Quel sera l’impact de ce travail sur le grand public?


Une partie des supporters de Donald Trump soutiennent le président à cause de son racisme. Pour eux, les révélations ne changeront rien. Au contraire, elles renforceront encore leur soutien car ils partiront du principe que c’est un complot contre le président. En revanche, elles risquent d’affaiblir le soutien de ses électeurs qui croyaient en sa réussite économique et la transposaient à leurs espoirs de le voir améliorer l’économie américaine. Cette enquête prouve ce que je dis depuis des années. Elle intervient au moment où l’enquête du procureur Robert Mueller semble toucher à sa fin, car deux des procureurs de Robert Mueller viennent de quitter l’équipe d’enquêteurs. En termes de gouvernance, c’est très troublant pour Donald Trump et cela semble augurer des problèmes pour le président des États-Unis. Vu de notre perspective, celle des gens de la rue, cette enquête démolit totalement l’image que projetait Donald Trump, celle d’un self-made milliardaire. Non, Donald Trump ne s’est pas enrichi tout seul comme il l’affirmait. Il a été massivement aisé par son père.

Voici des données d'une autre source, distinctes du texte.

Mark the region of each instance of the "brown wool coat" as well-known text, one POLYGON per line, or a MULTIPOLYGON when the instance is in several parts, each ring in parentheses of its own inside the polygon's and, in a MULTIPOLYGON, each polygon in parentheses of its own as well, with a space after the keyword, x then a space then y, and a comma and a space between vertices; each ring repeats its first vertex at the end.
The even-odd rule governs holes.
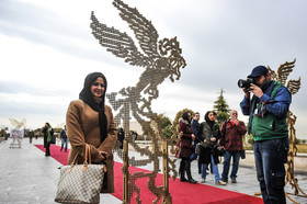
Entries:
POLYGON ((67 136, 71 145, 68 165, 72 162, 77 154, 81 155, 81 157, 78 157, 78 163, 83 163, 86 143, 90 145, 92 160, 98 157, 100 150, 106 151, 107 189, 102 189, 102 192, 114 193, 114 160, 112 149, 116 143, 117 132, 111 107, 104 105, 104 113, 107 118, 107 137, 100 144, 99 113, 93 111, 82 100, 70 102, 66 114, 67 136))

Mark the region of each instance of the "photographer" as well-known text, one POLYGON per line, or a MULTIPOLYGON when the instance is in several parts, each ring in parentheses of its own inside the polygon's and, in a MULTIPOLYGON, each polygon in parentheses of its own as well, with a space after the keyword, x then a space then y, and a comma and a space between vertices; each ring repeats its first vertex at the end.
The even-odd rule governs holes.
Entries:
POLYGON ((245 98, 240 106, 242 113, 250 116, 248 133, 254 140, 257 178, 262 197, 265 204, 286 203, 284 163, 288 150, 286 118, 291 93, 281 82, 271 80, 264 66, 253 68, 248 78, 255 84, 243 88, 245 98), (251 100, 250 93, 253 93, 251 100))

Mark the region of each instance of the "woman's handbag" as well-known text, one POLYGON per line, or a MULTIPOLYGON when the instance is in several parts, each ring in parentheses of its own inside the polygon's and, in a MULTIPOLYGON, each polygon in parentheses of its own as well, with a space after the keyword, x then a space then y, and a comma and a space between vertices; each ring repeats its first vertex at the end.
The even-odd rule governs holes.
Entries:
POLYGON ((197 145, 195 147, 195 154, 201 155, 201 143, 197 143, 197 145))
POLYGON ((99 203, 105 166, 91 165, 91 152, 88 144, 86 144, 83 165, 76 165, 77 156, 70 166, 60 167, 60 177, 55 202, 99 203))

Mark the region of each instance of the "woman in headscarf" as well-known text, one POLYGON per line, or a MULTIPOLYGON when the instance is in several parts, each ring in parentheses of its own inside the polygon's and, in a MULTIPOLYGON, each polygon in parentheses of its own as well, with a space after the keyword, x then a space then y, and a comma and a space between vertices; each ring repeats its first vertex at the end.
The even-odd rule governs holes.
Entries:
POLYGON ((214 151, 214 146, 220 138, 219 126, 215 121, 215 113, 208 111, 205 114, 205 122, 201 123, 198 136, 201 138, 201 154, 200 162, 202 163, 202 183, 206 181, 206 170, 211 163, 213 167, 213 173, 215 175, 215 184, 225 185, 226 183, 220 181, 217 163, 219 163, 218 155, 214 151))
POLYGON ((181 182, 190 182, 190 183, 197 183, 192 178, 191 174, 191 160, 190 157, 192 155, 192 140, 195 139, 195 136, 193 135, 193 131, 191 127, 191 113, 184 112, 182 114, 182 118, 180 120, 179 123, 179 133, 182 132, 182 136, 180 139, 180 155, 179 157, 181 158, 180 161, 180 168, 179 168, 179 173, 180 173, 180 181, 181 182), (186 172, 187 179, 185 179, 184 174, 186 172))
POLYGON ((45 123, 45 126, 43 127, 42 133, 44 133, 44 147, 46 148, 46 157, 50 156, 50 145, 52 145, 52 138, 54 136, 54 129, 49 123, 45 123))
POLYGON ((92 163, 104 162, 102 193, 114 192, 113 155, 116 143, 116 128, 112 110, 104 104, 107 82, 103 73, 89 73, 84 80, 79 100, 71 101, 67 110, 67 136, 71 145, 68 157, 70 165, 79 155, 78 163, 84 161, 86 144, 90 146, 92 163))

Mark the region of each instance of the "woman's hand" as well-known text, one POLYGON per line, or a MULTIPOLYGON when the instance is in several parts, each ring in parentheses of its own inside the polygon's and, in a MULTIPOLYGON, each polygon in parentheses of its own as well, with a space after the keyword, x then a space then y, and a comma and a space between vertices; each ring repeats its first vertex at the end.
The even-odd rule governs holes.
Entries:
POLYGON ((103 161, 105 158, 106 152, 105 151, 99 151, 98 157, 93 159, 93 162, 99 163, 103 161))

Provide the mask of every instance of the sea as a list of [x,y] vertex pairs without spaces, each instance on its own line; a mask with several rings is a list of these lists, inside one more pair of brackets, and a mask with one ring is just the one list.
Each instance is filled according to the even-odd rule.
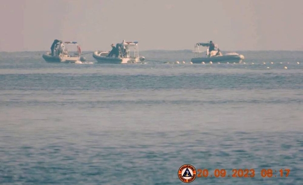
[[235,51],[242,64],[0,52],[0,184],[185,184],[185,164],[190,184],[302,184],[303,51]]

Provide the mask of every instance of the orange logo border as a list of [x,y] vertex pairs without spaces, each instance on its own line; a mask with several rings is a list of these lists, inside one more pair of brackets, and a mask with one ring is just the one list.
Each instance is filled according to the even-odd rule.
[[[186,168],[188,168],[192,170],[192,177],[188,179],[185,179],[182,176],[182,171],[183,171],[183,170]],[[179,168],[179,170],[178,170],[178,176],[179,177],[179,179],[180,179],[180,180],[182,181],[182,182],[185,183],[189,183],[192,182],[195,179],[196,177],[196,173],[197,171],[196,170],[195,168],[194,168],[194,167],[193,167],[193,165],[191,164],[186,164],[182,165]]]

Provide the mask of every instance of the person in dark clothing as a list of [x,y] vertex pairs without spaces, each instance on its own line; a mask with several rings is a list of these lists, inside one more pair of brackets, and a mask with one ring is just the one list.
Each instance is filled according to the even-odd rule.
[[215,51],[215,44],[211,40],[210,41],[210,48],[209,49],[209,51],[211,52],[212,51]]
[[112,50],[111,51],[111,52],[110,52],[110,53],[108,55],[108,56],[113,56],[113,55],[115,54],[116,55],[116,57],[117,57],[117,51],[118,50],[118,55],[119,55],[119,50],[118,50],[118,49],[117,49],[116,47],[115,47],[114,44],[112,44],[111,46]]
[[56,44],[59,42],[60,42],[61,40],[59,40],[58,39],[55,39],[54,40],[54,42],[53,42],[53,44],[52,44],[52,46],[50,46],[50,50],[52,50],[52,56],[54,56],[54,53],[55,52],[55,46],[56,45]]

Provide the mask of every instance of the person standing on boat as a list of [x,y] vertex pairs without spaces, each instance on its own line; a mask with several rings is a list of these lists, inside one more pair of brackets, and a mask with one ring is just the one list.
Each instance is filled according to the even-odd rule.
[[211,52],[212,51],[215,51],[215,44],[212,41],[210,41],[210,47],[209,48],[209,52]]
[[62,41],[60,41],[60,42],[59,42],[59,47],[58,48],[58,55],[60,54],[61,51],[62,51],[64,48],[64,45],[63,45],[63,43]]
[[[111,51],[111,52],[110,52],[110,53],[109,53],[109,55],[108,56],[113,56],[113,55],[114,54],[115,54],[116,57],[118,57],[118,56],[117,56],[117,50],[118,50],[118,49],[117,49],[117,48],[116,47],[115,47],[115,45],[114,45],[114,44],[112,44],[111,46],[112,46],[112,50]],[[119,53],[119,50],[118,52]]]
[[52,56],[54,56],[54,53],[55,52],[55,48],[57,43],[60,42],[60,40],[58,39],[55,39],[54,40],[54,42],[53,42],[53,44],[52,44],[52,46],[50,46],[50,50],[52,50]]

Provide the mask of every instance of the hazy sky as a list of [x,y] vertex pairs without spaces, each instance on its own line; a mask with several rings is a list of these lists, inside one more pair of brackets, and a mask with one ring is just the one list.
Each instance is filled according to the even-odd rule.
[[140,50],[303,50],[302,0],[1,0],[0,51],[82,50],[138,41]]

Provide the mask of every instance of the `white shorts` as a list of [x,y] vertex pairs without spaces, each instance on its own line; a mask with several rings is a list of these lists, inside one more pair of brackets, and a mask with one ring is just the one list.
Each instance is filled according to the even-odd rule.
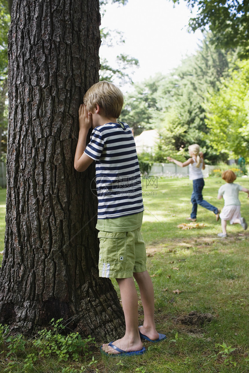
[[235,219],[239,219],[241,217],[240,206],[235,205],[224,206],[220,214],[220,217],[222,220],[230,220],[230,224],[233,224]]

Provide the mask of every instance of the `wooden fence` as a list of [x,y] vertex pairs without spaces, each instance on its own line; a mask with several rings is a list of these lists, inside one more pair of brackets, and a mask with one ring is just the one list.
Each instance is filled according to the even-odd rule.
[[5,188],[6,186],[6,164],[4,162],[0,162],[0,186]]

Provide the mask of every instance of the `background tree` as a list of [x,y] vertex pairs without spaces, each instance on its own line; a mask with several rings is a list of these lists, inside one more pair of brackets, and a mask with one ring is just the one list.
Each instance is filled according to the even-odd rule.
[[[192,13],[190,28],[212,32],[211,42],[219,48],[239,47],[241,57],[249,58],[248,0],[184,0]],[[172,0],[174,4],[179,0]]]
[[[128,0],[112,0],[112,4],[118,3],[125,5]],[[105,6],[111,0],[100,0],[101,13],[104,16],[106,12]],[[118,30],[109,29],[105,27],[100,28],[102,45],[104,45],[110,48],[114,48],[117,45],[124,44],[123,33]],[[100,57],[101,67],[100,70],[100,80],[106,80],[123,85],[127,83],[133,84],[131,77],[134,72],[134,68],[139,66],[137,59],[131,56],[121,53],[116,57],[115,67],[110,65],[108,60]]]
[[116,338],[122,311],[97,270],[94,166],[80,174],[73,162],[79,105],[99,79],[99,2],[14,0],[12,20],[0,322],[32,333],[62,317],[83,336]]
[[207,35],[196,54],[170,73],[158,74],[135,85],[134,91],[125,97],[121,120],[133,127],[134,134],[152,128],[159,132],[155,162],[165,162],[169,155],[184,159],[188,145],[195,143],[211,163],[226,156],[217,155],[206,135],[210,130],[205,122],[205,103],[207,93],[217,88],[222,76],[229,76],[237,55],[215,49],[211,37]]

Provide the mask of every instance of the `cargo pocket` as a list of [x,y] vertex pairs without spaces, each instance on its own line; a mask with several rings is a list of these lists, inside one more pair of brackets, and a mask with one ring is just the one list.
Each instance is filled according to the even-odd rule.
[[126,232],[100,231],[99,238],[99,261],[114,264],[126,261]]

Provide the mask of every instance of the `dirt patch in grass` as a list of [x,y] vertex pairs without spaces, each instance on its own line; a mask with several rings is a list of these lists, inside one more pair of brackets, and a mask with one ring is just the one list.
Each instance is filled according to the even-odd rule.
[[196,247],[198,249],[205,248],[207,246],[211,246],[217,242],[226,246],[227,242],[229,244],[237,242],[238,241],[249,239],[249,232],[238,232],[233,235],[228,233],[228,237],[224,238],[214,237],[213,236],[205,236],[202,237],[193,237],[190,239],[184,239],[181,242],[175,239],[169,239],[165,238],[160,242],[146,247],[147,256],[153,257],[158,253],[172,253],[176,249],[182,248],[191,250],[191,248]]
[[179,316],[174,319],[174,322],[176,324],[199,326],[204,325],[206,322],[210,322],[214,318],[211,313],[202,313],[197,311],[192,311],[188,315]]

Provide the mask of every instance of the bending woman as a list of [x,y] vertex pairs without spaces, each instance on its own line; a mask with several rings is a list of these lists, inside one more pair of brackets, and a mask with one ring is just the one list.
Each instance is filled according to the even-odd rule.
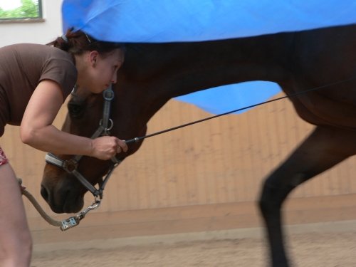
[[[122,46],[82,31],[50,46],[21,43],[0,48],[0,137],[6,124],[20,126],[21,140],[45,152],[109,159],[126,152],[115,137],[94,140],[61,132],[52,123],[74,86],[100,93],[116,83],[124,60]],[[0,147],[0,266],[30,265],[32,241],[21,190]]]

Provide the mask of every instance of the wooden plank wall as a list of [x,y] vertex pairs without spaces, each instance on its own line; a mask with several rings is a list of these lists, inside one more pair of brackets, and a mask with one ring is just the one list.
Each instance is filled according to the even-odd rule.
[[[172,100],[150,122],[148,133],[210,115]],[[92,234],[98,225],[106,226],[101,231],[95,229],[100,237],[105,229],[110,236],[120,237],[261,225],[255,201],[261,181],[312,129],[283,100],[150,137],[115,170],[99,210],[88,216],[81,229],[70,230],[70,236],[88,239],[78,233],[86,227]],[[11,126],[6,126],[0,145],[18,176],[46,206],[39,194],[44,153],[22,145],[18,127]],[[356,206],[355,163],[350,158],[295,190],[288,206],[295,216],[288,221],[356,219],[356,213],[349,212]],[[93,197],[87,194],[85,201],[90,204]],[[62,239],[53,236],[51,226],[25,203],[37,240]],[[328,207],[336,213],[327,215]],[[310,214],[301,214],[308,209]]]

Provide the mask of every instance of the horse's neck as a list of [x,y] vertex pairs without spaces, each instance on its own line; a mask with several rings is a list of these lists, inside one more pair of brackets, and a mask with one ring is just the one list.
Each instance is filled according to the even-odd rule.
[[126,75],[155,90],[155,98],[167,99],[243,81],[278,83],[289,74],[287,65],[290,65],[292,41],[292,33],[284,33],[199,43],[139,45],[127,55]]
[[126,127],[135,127],[178,95],[247,80],[283,80],[292,36],[129,46],[115,85],[115,114],[122,121],[131,117]]

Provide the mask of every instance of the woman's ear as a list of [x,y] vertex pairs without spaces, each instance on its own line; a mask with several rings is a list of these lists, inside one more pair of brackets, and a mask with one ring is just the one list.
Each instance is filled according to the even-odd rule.
[[98,51],[90,51],[89,53],[89,62],[92,67],[95,67],[96,65],[96,61],[99,56],[99,53]]

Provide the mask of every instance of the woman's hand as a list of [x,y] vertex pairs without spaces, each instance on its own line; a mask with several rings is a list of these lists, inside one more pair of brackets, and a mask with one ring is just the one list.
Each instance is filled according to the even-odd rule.
[[110,159],[117,153],[127,151],[125,141],[113,136],[103,136],[93,139],[91,156],[100,159]]

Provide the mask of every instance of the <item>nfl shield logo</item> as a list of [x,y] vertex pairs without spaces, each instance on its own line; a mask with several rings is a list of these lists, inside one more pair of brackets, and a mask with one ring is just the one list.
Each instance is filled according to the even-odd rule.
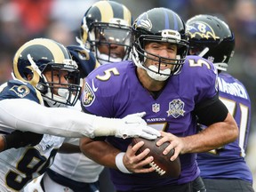
[[160,111],[160,104],[155,103],[152,105],[152,111],[157,113]]

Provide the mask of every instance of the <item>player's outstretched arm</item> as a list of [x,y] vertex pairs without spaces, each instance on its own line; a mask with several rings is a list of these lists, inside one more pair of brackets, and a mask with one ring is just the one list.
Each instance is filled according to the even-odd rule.
[[10,134],[1,135],[0,152],[9,148],[19,148],[26,146],[35,146],[40,142],[43,134],[31,132],[14,131]]
[[90,138],[111,135],[152,140],[160,136],[158,131],[147,126],[140,117],[144,114],[134,114],[124,119],[110,119],[70,108],[46,108],[26,99],[1,100],[0,114],[0,123],[4,126],[40,134]]

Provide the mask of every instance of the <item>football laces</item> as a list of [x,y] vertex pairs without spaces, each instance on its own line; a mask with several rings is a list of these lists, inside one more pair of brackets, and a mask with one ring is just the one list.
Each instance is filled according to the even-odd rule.
[[161,167],[159,167],[154,161],[149,163],[149,165],[153,167],[155,171],[161,176],[166,172],[164,170],[161,169]]

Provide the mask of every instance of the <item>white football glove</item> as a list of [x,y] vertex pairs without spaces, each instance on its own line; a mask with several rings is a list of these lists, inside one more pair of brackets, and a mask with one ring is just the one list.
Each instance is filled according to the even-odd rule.
[[160,137],[160,132],[147,125],[141,118],[145,112],[128,115],[123,119],[109,119],[100,117],[96,121],[94,136],[113,135],[118,138],[142,137],[148,140],[155,140]]

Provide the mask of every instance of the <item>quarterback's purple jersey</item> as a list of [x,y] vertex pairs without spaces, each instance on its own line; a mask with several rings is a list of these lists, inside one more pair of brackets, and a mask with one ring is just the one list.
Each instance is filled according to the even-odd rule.
[[220,98],[233,115],[239,137],[236,141],[197,156],[201,176],[205,179],[241,179],[252,182],[244,161],[251,124],[251,101],[246,89],[237,79],[221,72],[218,77]]
[[[103,65],[86,77],[81,102],[84,111],[106,117],[124,117],[145,111],[148,125],[179,137],[196,132],[192,113],[198,102],[216,95],[217,71],[213,65],[197,56],[189,56],[180,72],[171,76],[157,99],[141,85],[132,61]],[[126,151],[130,139],[108,137],[108,141]],[[181,174],[178,179],[156,179],[150,173],[125,174],[111,169],[118,190],[144,190],[162,185],[182,184],[199,175],[196,154],[180,155]]]

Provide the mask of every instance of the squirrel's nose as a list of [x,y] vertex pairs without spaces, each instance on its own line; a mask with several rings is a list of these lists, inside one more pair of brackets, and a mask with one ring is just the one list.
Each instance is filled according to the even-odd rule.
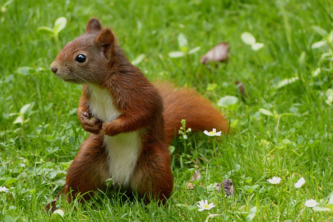
[[52,71],[54,73],[55,73],[56,72],[57,72],[57,70],[58,70],[58,69],[56,67],[51,67],[51,70],[52,70]]

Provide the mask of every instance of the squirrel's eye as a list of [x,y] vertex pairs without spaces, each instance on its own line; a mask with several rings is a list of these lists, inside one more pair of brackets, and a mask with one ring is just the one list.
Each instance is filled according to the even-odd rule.
[[86,56],[82,54],[80,54],[76,57],[76,58],[75,58],[75,61],[77,62],[82,63],[85,62],[86,59]]

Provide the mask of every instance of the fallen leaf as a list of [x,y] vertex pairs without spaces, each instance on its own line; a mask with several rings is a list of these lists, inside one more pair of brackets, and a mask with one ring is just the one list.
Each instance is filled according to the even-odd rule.
[[[225,194],[228,196],[230,196],[235,193],[233,187],[233,183],[231,179],[226,179],[223,180],[223,189],[224,190]],[[221,193],[222,191],[222,187],[221,183],[217,184],[216,186],[216,190],[218,193]]]
[[244,91],[244,84],[240,81],[236,81],[235,82],[235,84],[239,87],[239,91],[240,91],[240,94],[241,95],[242,100],[243,102],[245,102],[245,99],[244,96],[245,95],[245,92]]
[[[63,189],[58,194],[58,195],[57,195],[56,198],[52,201],[52,202],[46,205],[46,206],[45,206],[45,210],[46,211],[47,213],[48,213],[49,211],[50,211],[50,209],[51,209],[51,213],[53,214],[55,211],[58,209],[57,208],[57,207],[56,206],[56,201],[57,201],[57,200],[58,199],[58,198],[59,197],[59,196],[60,196],[61,194],[61,193],[62,193],[63,191],[64,191],[64,190],[67,188],[68,187],[68,185],[67,185],[63,188]],[[51,206],[52,206],[52,208],[51,207]]]
[[[195,170],[195,171],[194,171],[194,173],[193,173],[193,175],[191,177],[191,179],[189,181],[190,181],[199,180],[201,178],[201,174],[200,174],[200,172],[199,171],[199,169],[197,169]],[[188,184],[187,184],[187,187],[186,188],[187,189],[193,189],[193,184],[192,183],[188,182]]]
[[209,61],[221,61],[228,58],[229,44],[227,42],[221,42],[217,44],[205,55],[201,57],[200,62],[207,64]]

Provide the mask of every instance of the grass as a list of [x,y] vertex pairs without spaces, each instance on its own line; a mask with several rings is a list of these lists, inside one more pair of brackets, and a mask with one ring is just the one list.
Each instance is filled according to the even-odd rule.
[[[5,2],[0,0],[0,5]],[[332,29],[332,3],[14,1],[0,24],[0,186],[10,189],[0,193],[0,221],[49,221],[43,208],[62,189],[68,166],[88,135],[76,114],[80,86],[64,82],[51,71],[56,44],[36,31],[53,27],[64,16],[67,23],[59,34],[61,46],[83,33],[90,18],[97,17],[115,30],[130,60],[145,55],[138,66],[152,81],[192,87],[215,104],[226,95],[239,99],[221,108],[233,127],[232,134],[217,138],[218,161],[212,140],[203,133],[188,134],[185,154],[181,140],[173,144],[178,150],[171,162],[174,185],[166,208],[131,202],[121,194],[110,198],[99,193],[85,205],[77,205],[76,211],[75,204],[68,204],[61,196],[57,204],[66,210],[64,221],[203,221],[214,214],[219,215],[209,221],[243,221],[252,219],[248,213],[252,209],[254,221],[310,221],[313,217],[333,221],[332,212],[313,212],[304,205],[313,198],[324,207],[333,193],[333,107],[325,96],[333,88],[333,72],[322,62],[323,52],[311,47],[322,38],[313,26]],[[252,50],[241,39],[244,32],[264,47]],[[180,33],[189,49],[201,47],[187,61],[168,56],[178,50]],[[200,57],[222,41],[230,44],[227,63],[201,64]],[[318,68],[319,74],[312,75]],[[276,87],[295,76],[298,80]],[[243,101],[237,81],[244,85]],[[13,123],[17,115],[10,114],[27,104],[21,115],[26,122]],[[292,114],[279,118],[260,109]],[[196,160],[204,189],[198,182],[188,190]],[[215,191],[220,174],[233,181],[233,196],[226,198]],[[273,186],[266,179],[274,176],[282,181]],[[302,177],[306,183],[296,189],[294,185]],[[216,206],[202,212],[192,206],[206,199]]]

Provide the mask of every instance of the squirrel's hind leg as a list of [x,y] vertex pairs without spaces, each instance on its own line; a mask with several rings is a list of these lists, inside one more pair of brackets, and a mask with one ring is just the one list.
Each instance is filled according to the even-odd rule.
[[145,144],[138,158],[131,186],[146,203],[151,199],[164,204],[170,197],[173,180],[169,149],[164,143]]
[[[106,188],[106,180],[109,177],[107,155],[103,145],[104,137],[101,134],[92,134],[83,142],[77,155],[68,169],[66,177],[65,194],[71,190],[71,195],[67,196],[67,201],[70,203],[79,192],[81,194],[99,188]],[[91,193],[83,195],[87,200]]]

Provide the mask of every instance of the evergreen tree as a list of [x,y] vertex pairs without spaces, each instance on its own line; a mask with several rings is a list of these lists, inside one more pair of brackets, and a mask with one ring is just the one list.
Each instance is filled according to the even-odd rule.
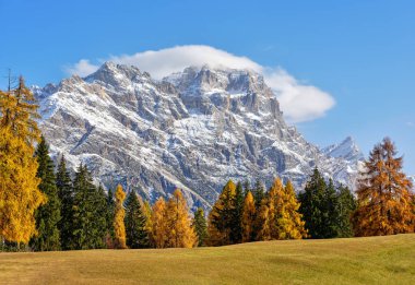
[[126,211],[123,210],[122,203],[126,199],[126,193],[120,185],[117,186],[116,190],[116,211],[114,216],[114,230],[115,230],[115,242],[114,246],[117,249],[127,248],[126,245],[126,226],[123,219],[126,216]]
[[198,246],[205,246],[205,239],[208,237],[208,222],[204,217],[204,212],[202,207],[198,207],[194,212],[193,227],[198,236]]
[[167,216],[166,216],[166,202],[159,198],[153,205],[152,211],[152,244],[155,248],[167,247]]
[[73,206],[73,191],[72,181],[67,169],[67,162],[64,156],[61,157],[58,170],[56,174],[56,187],[58,191],[58,198],[60,201],[61,218],[58,223],[58,229],[60,233],[60,244],[63,250],[71,248],[72,240],[72,206]]
[[402,171],[402,157],[389,138],[375,146],[360,173],[356,236],[383,236],[414,231],[412,182]]
[[145,230],[146,218],[134,191],[131,191],[126,201],[126,235],[129,248],[146,248],[149,236]]
[[330,179],[324,190],[322,207],[322,228],[324,233],[321,238],[335,238],[340,235],[339,197],[333,180]]
[[[245,181],[244,181],[244,199],[247,197],[249,191],[251,191],[251,186],[249,183],[249,180],[245,179]],[[252,191],[251,191],[251,193],[252,193]]]
[[71,249],[105,246],[105,205],[104,190],[94,186],[87,167],[80,165],[73,180]]
[[47,203],[36,210],[37,236],[32,238],[31,247],[36,251],[50,251],[60,249],[58,223],[61,218],[61,203],[56,187],[54,162],[49,157],[49,146],[45,138],[35,152],[38,168],[37,177],[42,179],[39,190],[47,197]]
[[259,179],[257,179],[256,181],[252,194],[253,194],[253,200],[256,201],[256,209],[258,212],[259,209],[261,207],[262,200],[265,198],[265,189]]
[[229,180],[209,214],[208,233],[210,246],[225,246],[235,242],[234,228],[236,210],[236,186]]
[[242,209],[242,242],[253,241],[256,237],[254,231],[256,222],[256,203],[251,191],[248,190],[244,201]]
[[234,211],[234,221],[232,222],[232,237],[233,244],[238,244],[242,240],[242,211],[244,211],[244,188],[242,183],[238,182],[236,185],[235,191],[235,211]]
[[176,189],[168,200],[165,216],[167,217],[167,247],[192,248],[197,245],[189,210],[179,189]]
[[276,193],[276,239],[301,239],[307,237],[303,215],[298,213],[299,203],[294,186],[288,180],[286,186]]
[[145,219],[144,230],[149,237],[147,247],[151,246],[152,239],[152,231],[153,231],[153,224],[152,224],[152,206],[150,205],[149,201],[143,201],[141,204],[141,213],[143,213],[143,217]]
[[299,212],[303,214],[308,236],[311,238],[325,237],[325,181],[320,171],[315,168],[305,191],[298,195]]
[[337,237],[353,237],[353,225],[351,219],[356,206],[356,199],[352,191],[347,187],[340,186],[337,189]]
[[107,195],[102,185],[98,188],[95,188],[92,197],[93,211],[95,218],[93,221],[93,230],[91,235],[91,247],[92,248],[105,248],[106,238],[108,234],[108,224],[107,224]]
[[114,214],[115,214],[115,202],[114,202],[114,193],[111,189],[108,189],[107,192],[107,248],[114,248],[114,239],[116,234],[114,231]]
[[0,236],[17,245],[36,234],[35,211],[46,202],[34,157],[37,107],[22,78],[17,88],[0,91]]

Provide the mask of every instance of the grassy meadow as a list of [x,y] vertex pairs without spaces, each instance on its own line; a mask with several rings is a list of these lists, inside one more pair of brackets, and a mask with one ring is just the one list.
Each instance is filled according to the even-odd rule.
[[415,284],[415,234],[221,248],[0,253],[1,284]]

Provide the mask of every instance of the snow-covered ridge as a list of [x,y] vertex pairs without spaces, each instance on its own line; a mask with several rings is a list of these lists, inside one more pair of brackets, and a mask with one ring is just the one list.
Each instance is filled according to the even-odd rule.
[[281,176],[299,190],[315,166],[353,187],[361,159],[352,139],[323,151],[308,143],[252,71],[187,68],[156,81],[106,62],[84,79],[33,91],[55,156],[153,201],[179,187],[190,205],[209,207],[229,178]]

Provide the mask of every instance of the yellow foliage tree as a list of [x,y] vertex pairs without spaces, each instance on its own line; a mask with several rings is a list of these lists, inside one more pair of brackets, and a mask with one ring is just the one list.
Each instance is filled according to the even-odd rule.
[[114,247],[117,249],[126,249],[126,226],[123,224],[126,211],[123,210],[123,200],[126,200],[126,193],[120,185],[116,190],[116,209],[114,215],[114,231],[115,241]]
[[272,240],[277,236],[276,229],[276,204],[277,193],[283,189],[283,182],[280,178],[274,180],[274,183],[266,192],[262,200],[259,213],[257,215],[257,240]]
[[22,78],[17,88],[0,91],[0,236],[17,244],[36,234],[34,214],[46,203],[34,157],[37,107]]
[[166,216],[166,201],[159,198],[153,205],[152,217],[152,244],[156,248],[167,247],[167,216]]
[[389,138],[375,146],[358,183],[358,206],[353,215],[356,236],[413,233],[412,182],[402,171],[402,157]]
[[251,191],[248,191],[242,210],[242,242],[252,241],[254,239],[254,222],[256,222],[256,202]]
[[301,239],[307,237],[300,206],[295,195],[294,186],[288,180],[276,193],[276,239]]
[[176,189],[167,202],[167,247],[192,248],[198,238],[191,226],[191,218],[186,200],[179,189]]

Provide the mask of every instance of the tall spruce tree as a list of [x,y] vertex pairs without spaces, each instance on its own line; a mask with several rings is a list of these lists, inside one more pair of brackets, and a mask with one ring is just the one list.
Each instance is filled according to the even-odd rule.
[[253,194],[253,199],[256,201],[256,209],[258,212],[259,209],[261,207],[262,200],[265,197],[265,189],[264,189],[264,186],[261,182],[261,180],[257,179],[252,194]]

Vous aviez notamment affirmé à l’époque que Donald Trump n’avait pas bénéficié d’un prêt de 1 million de dollars comme il l’assurait à ses supporters, mais que ce montant s’élevait à 14 millions. Le «New York Times» révèle que le président a bénéficié d’au moins 413 millions de dollars au cours d’aujourd’hui de la part de son père. Êtes-vous surpris?


Oui. Je savais qu’il y avait eu des transferts massifs de la part de Fred Trump vers ses enfants. Mais comme je n’avais pas les documents sur lesquels s’est appuyé le «New York Times» pour son enquête, j’aurais estimé ces montants à environ la moitié de ce qu’a perçu Donald Trump. Ce qui me frappe surtout, c’est que le clan Trump a mis sur pied 295 stratagèmes pour transférer de l’argent des parents vers les enfants sans que celui-ci ne soit imposé. On ne peut pas parler de maladresse comptable à ce stade. Les Trump ont mis sur pied une entreprise criminelle préméditée. Ces stratagèmes ont été utilisés pendant des années et le président et son entourage veulent faire porter la responsabilité à leurs comptables? Cette excuse ne tient pas la route.